Academy team management
| Role | Person |
| Academy manager | Dave Parnaby |
| Academy coach | Martin Scott |
| Academy coach | Craig Hignett |
| Academy coach | Kevin Scott |
| Goalkeeping coach | Stephen Pears |

Medical
| Role | Person |
| Head of medical | Grant Downie |
| Head of sports science | Chris Barnes |
| Sports therapist | Nick Allamby |
| First team physio | Chris Moseley |

Recruitment
| Role | Person |
| Head of senior recruitment | Dave Leadbeater |
| First team scout | Gordon McQueen |
| First team scout | David Mills |
| Head of academy recruitment | Ron Bone |

==Other events==

===Premier League All Stars===
In late September, the Premier League All Stars tournament (part of the "Premier League Creating Chances" campaign) took place. The Middlesbrough representative team won, beating West Ham United's side 3–1 in the final.
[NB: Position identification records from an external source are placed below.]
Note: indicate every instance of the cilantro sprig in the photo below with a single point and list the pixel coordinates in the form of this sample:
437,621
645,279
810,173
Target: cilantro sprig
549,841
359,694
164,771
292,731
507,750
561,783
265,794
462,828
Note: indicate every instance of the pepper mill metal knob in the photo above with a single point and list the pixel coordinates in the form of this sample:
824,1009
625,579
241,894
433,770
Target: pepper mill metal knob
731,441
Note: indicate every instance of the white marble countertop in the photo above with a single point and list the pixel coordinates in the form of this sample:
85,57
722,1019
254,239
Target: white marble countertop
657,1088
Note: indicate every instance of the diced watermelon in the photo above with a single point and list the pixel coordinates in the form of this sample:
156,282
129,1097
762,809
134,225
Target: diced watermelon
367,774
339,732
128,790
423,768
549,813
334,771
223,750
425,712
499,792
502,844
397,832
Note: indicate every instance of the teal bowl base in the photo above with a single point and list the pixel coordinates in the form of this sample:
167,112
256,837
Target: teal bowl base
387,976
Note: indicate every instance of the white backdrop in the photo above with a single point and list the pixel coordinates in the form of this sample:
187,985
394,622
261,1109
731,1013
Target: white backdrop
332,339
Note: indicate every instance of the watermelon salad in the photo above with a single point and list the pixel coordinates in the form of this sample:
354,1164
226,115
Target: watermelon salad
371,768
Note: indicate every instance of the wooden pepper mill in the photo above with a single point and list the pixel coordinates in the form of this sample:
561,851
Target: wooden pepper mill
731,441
The squad for the tournament was:
Goalkeeper: Jim Platt (Captain)
Legends: Mikkel Beck, Craig Hignett, Bernie Slaven
Celebrities: Alistair Griffin, Mark Stobbart, Gary Havelock
Fans: Julian McGuire (IT Consultant), Tony Rovardi (ice cream cone manufacturer), Steven Aithwaite (sports and science lecturer)

===Reserves===
The Middlesbrough Reserves finished seventh out of ten in the Premier Reserve League North during the 2007–08 season, with the following record:

Key: Pld = Matches played; Pts = Points; W = Matches won; D = Matches drawn; L = Matches lost; GF = Goals for; GA = Goals against; GD = Goal difference

The team also retained the North Riding Senior Cup, beating York City 2–0 in the final.

Overall: Home; Away
Pld: W; D; L; GF; GA; GD; Pts; W; D; L; GF; GA; GD; W; D; L; GF; GA; GD
18: 5; 7; 6; 23; 26; −3; 22; 2; 5; 2; 11; 12; −1; 3; 2; 4; 12; 14; −2

===Youth teams===
The Middlesbrough Academy (U18s) side were knocked out of the FA Youth Cup in the Fourth Round. In the 2007–08 Premier Academy League the team finished fourth out of ten teams in Academy Group D.

The Under-15s side lifted the Nike Trophy in April in the tournament held over four days at the University of Warwick, beating the U15 sides of Reading, Tottenham Hotspur, Derby County, West Ham United, Manchester City and Sheffield United to lift the trophy. They go to the finals of the tournament held in Manchester in August.

===Marketing award nomination===
Middlesbrough Football Club was shortlisted for the Sports Industry Awards in the category of Best Use of Digital Media in Sport, along with Nike, Virgin Media, The Football League, Emirates and Land Rover. The award was in relation to the season ticket video campaign featuring David Wheater.

===End-of-season awards===
David Wheater picked up both the Official Supporters' Club's Young Player of the Year and the John Ovington Community Player of the Year awards, as well as being named Players' Young Player of the Year and the Official Garmin Player of the Year as voted for by the fans. Stewart Downing was Middlesbrough Official Supporters Club's Player of the Year and Player's Player of the Year. Goalkeeper Mark Schwarzer was given a special award recognising his outstanding contributions on and off the field over the past 11 years.